With respect to
@Urban Sky, this is worth a rational rebuttal, rather than just shuffling off to another thread.
There is no point imagining a financial penalty when the desired outcome is not achievable, and where the penalty would have to be enormous to have any effect. One might as well penalize CN for its failure to levitate the train over any obstruction.
The problem the Canadian faces is the dearth of places where it can overtake a slower freight train. Even where there is double track, there are enough opposing freights that the second track isn’t sitting empty. At the volumes of freight being carried, there just isn’t the capacity to run the Canadian any faster than the flow of freight traffic allows. Intercity, as opposed to transcontinental passenger trains, would encounter the very same problem.
How big a penalty would be needed? It might still be cheaper for CN to plead guilty and eat the fine than to delay all the freights it would have to delay to make things work. And if CN did comply, holding those freights would impair service to, say, grain shippers.... a sector that matters much more to Western Canada’s economy than passenger trains.
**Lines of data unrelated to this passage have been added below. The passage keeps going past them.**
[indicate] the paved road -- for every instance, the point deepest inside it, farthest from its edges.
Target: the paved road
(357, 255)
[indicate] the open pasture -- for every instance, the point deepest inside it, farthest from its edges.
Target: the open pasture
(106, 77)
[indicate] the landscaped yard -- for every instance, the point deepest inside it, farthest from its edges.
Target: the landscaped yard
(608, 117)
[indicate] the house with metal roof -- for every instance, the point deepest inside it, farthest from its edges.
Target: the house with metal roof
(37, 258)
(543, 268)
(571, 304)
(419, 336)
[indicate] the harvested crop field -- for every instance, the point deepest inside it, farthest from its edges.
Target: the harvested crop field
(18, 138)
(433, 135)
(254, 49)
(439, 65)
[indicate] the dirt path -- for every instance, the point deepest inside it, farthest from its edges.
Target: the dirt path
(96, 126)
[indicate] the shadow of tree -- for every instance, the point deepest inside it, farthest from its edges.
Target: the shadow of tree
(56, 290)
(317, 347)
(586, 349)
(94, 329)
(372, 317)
Be careful what you ask for.
As to scheduling trip legs around 24 hour layovers, that would pretty much kill any through market. How many travellers would schlep their baggage around all day after checking out of their hotel in the morning? As noted, there are too many trip segments and too little equipment to offer day trains across the total distance with nightly layovers.
It has been disappointing to watch VIA water down its schedules again and again, with the hope each time that timekeeping would stabilise. One has to accept that freight volumes have risen just that much, and the trend to longer freight trains and wider spaced passing points was a sound economic choice. CN may have left track expansion too long, but the incremental cost to VIA to keep capacity growing ahead of freight growth enough for the old schedules......, well, that simply wouldn’t have ever flown.